Generative adversarial networks (GANs) have achieved a big success in collaborative filtering (CF). However, existing GAN-based methods in CF still suffer from the high-sparsity and cold-start problems; in addition, they also undergo the issues of excessive space complexity or inadequate training. In this article, we propose path2rec a novel adversarial path-based recommendation model to address these limitations of existing GAN-based methods in recommendation task by naturally incorporating auxiliary information (e. g. , social networks and item attributes). It is composed of two modules, 1) pathGAN and 2) path2vec. In pathGAN, we consider both explicit and implicit friends, as well as item attributes by regarding them as the source of graph construction. Then, we propose a smart walk strategy to automatically generate an optimizing path, which can effectively learn the semantic distribution of users and items. In path2vec, to fully exploit context features of the generated path, we use the Continuous Bag of Words (CBOW) model to fine-tune nodes representations learned by pathGAN. Through extensive experiments on real-world datasets, we demonstrate the effectiveness of the proposed path2rec by applying it into top- n item recommendation, which reaches better performance than other counterparts.

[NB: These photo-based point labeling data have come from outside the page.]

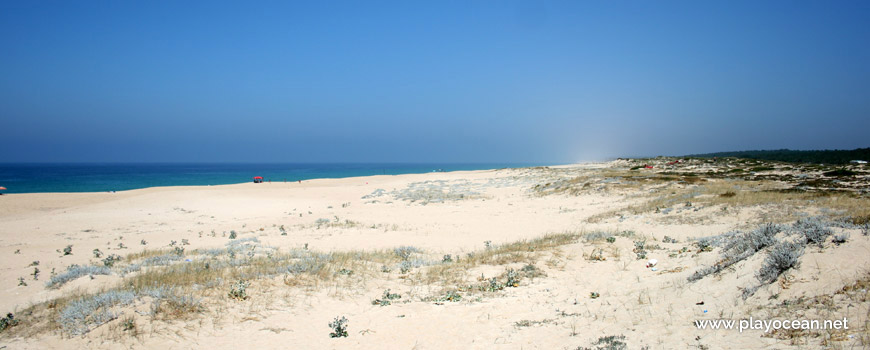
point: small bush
(405, 252)
(239, 290)
(451, 296)
(513, 278)
(610, 342)
(781, 258)
(339, 327)
(386, 299)
(841, 238)
(814, 230)
(110, 260)
(75, 271)
(78, 316)
(8, 322)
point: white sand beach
(587, 281)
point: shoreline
(540, 256)
(281, 180)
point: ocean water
(31, 178)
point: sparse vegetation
(339, 327)
(386, 299)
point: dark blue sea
(30, 178)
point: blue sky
(409, 81)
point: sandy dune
(452, 213)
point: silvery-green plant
(238, 290)
(339, 327)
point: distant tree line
(787, 155)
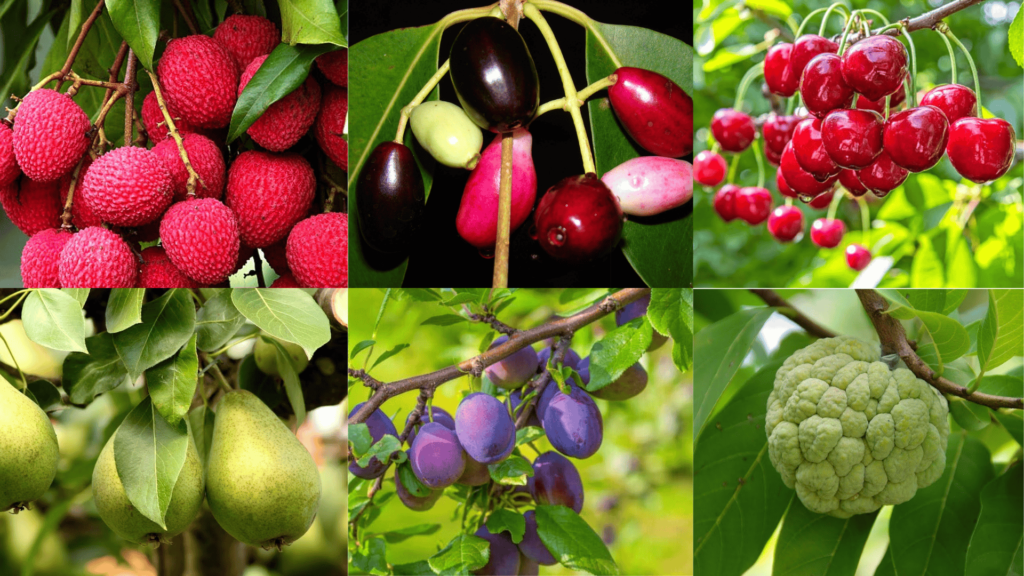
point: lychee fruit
(8, 164)
(157, 271)
(317, 251)
(201, 237)
(128, 187)
(95, 257)
(330, 125)
(246, 37)
(269, 193)
(200, 80)
(206, 160)
(41, 258)
(287, 120)
(335, 67)
(50, 134)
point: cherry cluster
(851, 132)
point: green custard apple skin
(849, 434)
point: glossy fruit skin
(725, 202)
(981, 150)
(654, 111)
(390, 198)
(494, 75)
(916, 138)
(579, 219)
(857, 256)
(955, 100)
(709, 168)
(780, 81)
(822, 87)
(753, 204)
(827, 234)
(810, 151)
(882, 176)
(875, 67)
(785, 222)
(733, 130)
(852, 137)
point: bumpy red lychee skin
(330, 125)
(335, 67)
(50, 134)
(317, 251)
(287, 120)
(96, 257)
(157, 271)
(41, 258)
(200, 80)
(128, 187)
(206, 160)
(201, 237)
(269, 193)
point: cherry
(785, 222)
(857, 256)
(955, 100)
(981, 150)
(709, 168)
(579, 219)
(852, 137)
(875, 67)
(753, 204)
(777, 71)
(805, 48)
(810, 151)
(654, 111)
(822, 87)
(916, 138)
(799, 179)
(827, 233)
(725, 202)
(732, 129)
(882, 176)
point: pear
(119, 513)
(261, 484)
(28, 450)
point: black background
(442, 257)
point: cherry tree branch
(893, 339)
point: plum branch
(894, 340)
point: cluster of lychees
(129, 196)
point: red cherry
(732, 129)
(916, 138)
(805, 48)
(725, 202)
(857, 256)
(753, 204)
(709, 168)
(882, 176)
(954, 100)
(777, 71)
(875, 67)
(981, 150)
(852, 137)
(785, 222)
(799, 179)
(827, 233)
(811, 152)
(822, 87)
(848, 178)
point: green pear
(261, 484)
(28, 449)
(119, 513)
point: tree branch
(893, 339)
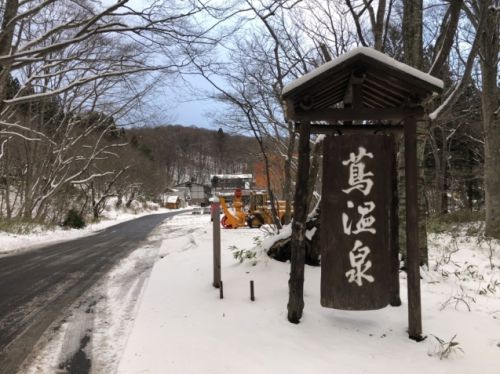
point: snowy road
(37, 286)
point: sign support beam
(413, 257)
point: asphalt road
(37, 286)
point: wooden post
(216, 242)
(395, 298)
(413, 257)
(298, 241)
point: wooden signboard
(355, 221)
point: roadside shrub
(446, 222)
(74, 220)
(19, 226)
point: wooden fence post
(215, 211)
(412, 255)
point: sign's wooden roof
(385, 83)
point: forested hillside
(138, 163)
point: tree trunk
(413, 50)
(296, 282)
(489, 46)
(287, 185)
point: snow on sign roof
(172, 199)
(369, 53)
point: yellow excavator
(233, 220)
(259, 212)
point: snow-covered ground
(171, 320)
(39, 236)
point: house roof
(172, 199)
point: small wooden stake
(252, 295)
(216, 242)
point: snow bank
(183, 327)
(12, 243)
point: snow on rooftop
(232, 176)
(371, 53)
(172, 199)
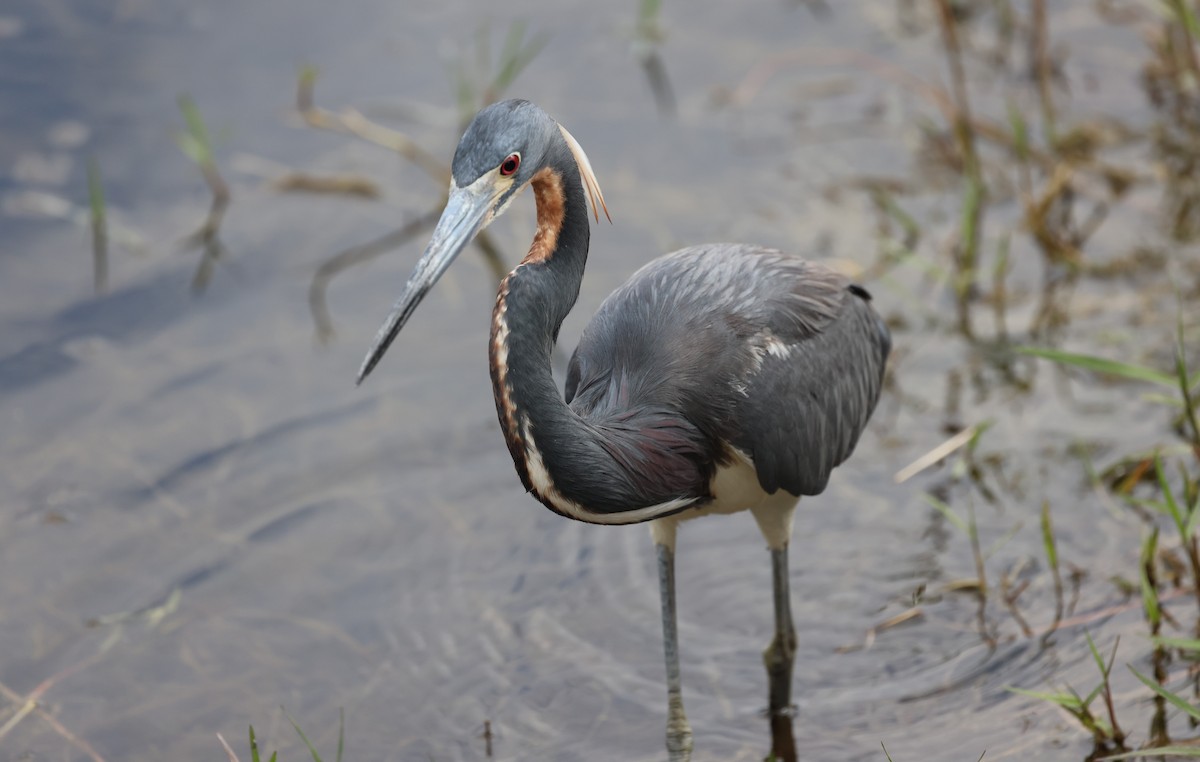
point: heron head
(503, 149)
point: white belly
(736, 489)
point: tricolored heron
(720, 378)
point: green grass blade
(199, 145)
(1102, 365)
(1183, 706)
(946, 510)
(341, 733)
(1169, 503)
(1149, 594)
(1048, 535)
(95, 193)
(312, 750)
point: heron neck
(532, 304)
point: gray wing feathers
(777, 357)
(807, 406)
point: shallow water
(202, 517)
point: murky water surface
(202, 517)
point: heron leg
(678, 730)
(780, 654)
(775, 522)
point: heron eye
(510, 165)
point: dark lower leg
(678, 731)
(779, 659)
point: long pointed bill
(468, 210)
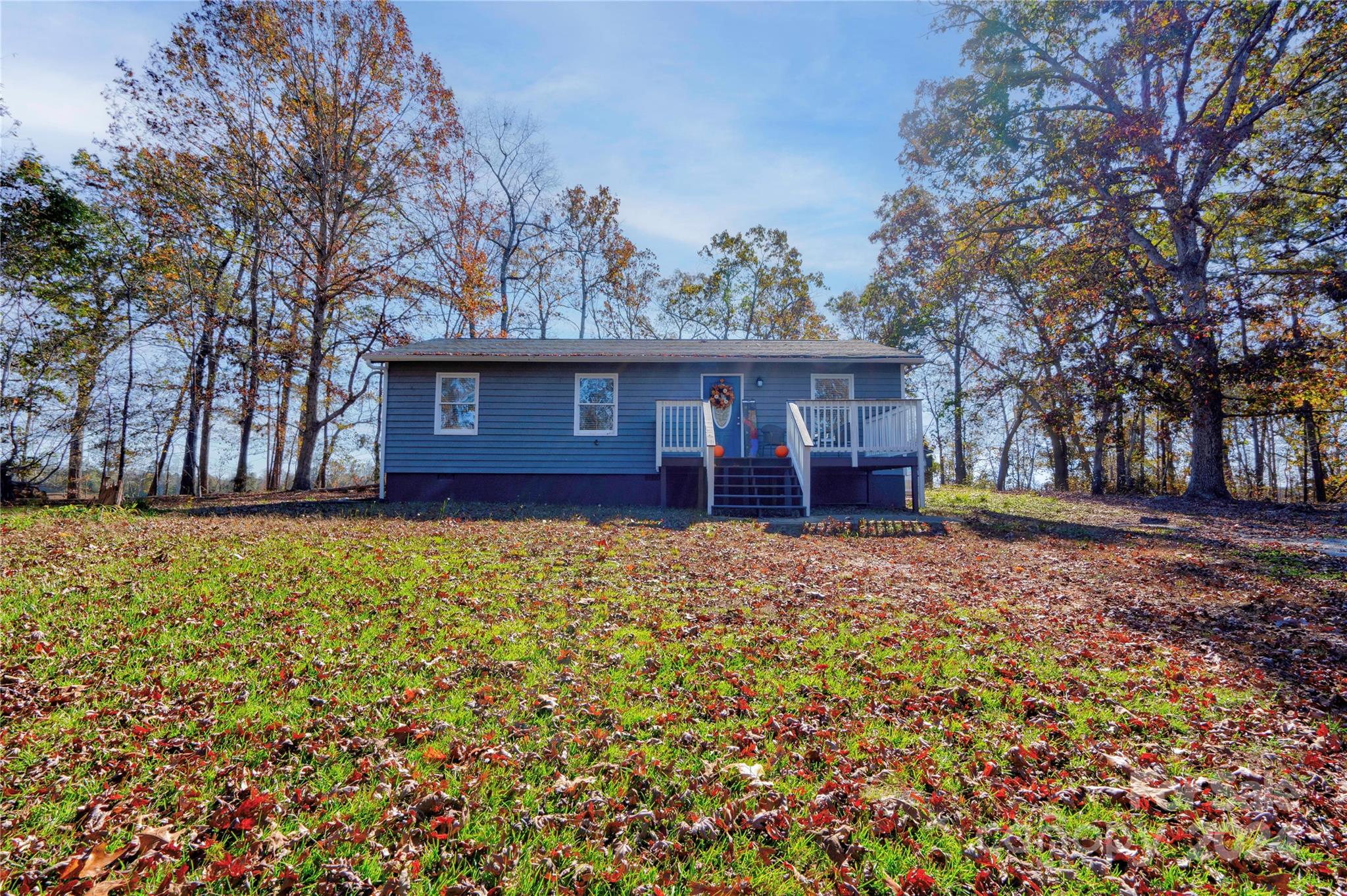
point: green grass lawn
(353, 705)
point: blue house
(736, 427)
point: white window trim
(576, 401)
(478, 402)
(850, 380)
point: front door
(727, 390)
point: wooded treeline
(286, 187)
(1121, 240)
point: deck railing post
(709, 452)
(659, 435)
(853, 434)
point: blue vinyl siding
(527, 410)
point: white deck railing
(678, 428)
(709, 454)
(799, 446)
(865, 427)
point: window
(456, 404)
(596, 404)
(831, 387)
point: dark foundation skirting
(546, 488)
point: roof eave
(378, 357)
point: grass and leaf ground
(358, 700)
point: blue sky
(699, 118)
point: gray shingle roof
(647, 350)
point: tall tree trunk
(1004, 465)
(208, 411)
(126, 406)
(187, 483)
(1206, 408)
(254, 373)
(1101, 431)
(583, 296)
(78, 421)
(1313, 454)
(1123, 475)
(961, 467)
(1260, 463)
(1141, 443)
(163, 452)
(1058, 443)
(310, 423)
(278, 459)
(504, 276)
(287, 379)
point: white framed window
(456, 404)
(596, 404)
(831, 387)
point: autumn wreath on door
(722, 398)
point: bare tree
(510, 149)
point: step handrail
(799, 446)
(709, 454)
(677, 428)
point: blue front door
(732, 434)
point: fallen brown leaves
(480, 707)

AAAI Conference 2020 Conference Paper

Reliable and Efficient Anytime Skeleton Learning

  • Rui Ding
  • Yanzhi Liu
  • Jingjing Tian
  • Zhouyu Fu
  • Shi Han
  • Dongmei Zhang

Skeleton Learning (SL) is the task for learning an undirected graph from the input data that captures their dependency relations. SL plays a pivotal role in causal learning and has attracted growing attention in the research community lately. Due to the high time complexity, anytime SL has emerged which learns a skeleton incrementally and improves it overtime. In this paper, we first propose and advocate the reliability requirement for anytime SL to be practically useful. Reliability requires the intermediately learned skeleton to have precision and persistency. We also present REAL, a novel Reliable and Efficient Anytime Learning algorithm of skeleton. Specifically, we point out that the commonly existing Functional Dependency (FD) among variables could make the learned skeleton violate faithfulness assumption, thus we propose a theory to resolve such incompatibility. Based on this, REAL conducts SL on a reduced set of variables with guaranteed correctness thus drastically improves efficiency. Furthermore, it employs a novel edge-insertion and best-first strategy in anytime fashion for skeleton growing to achieve high reliability and efficiency. We prove that the skeleton learned by REAL converges to the correct skeleton under standard assumptions. Thorough experiments were conducted on both benchmark and realworld datasets demonstrate that REAL significantly outperforms the other state-of-the-art algorithms.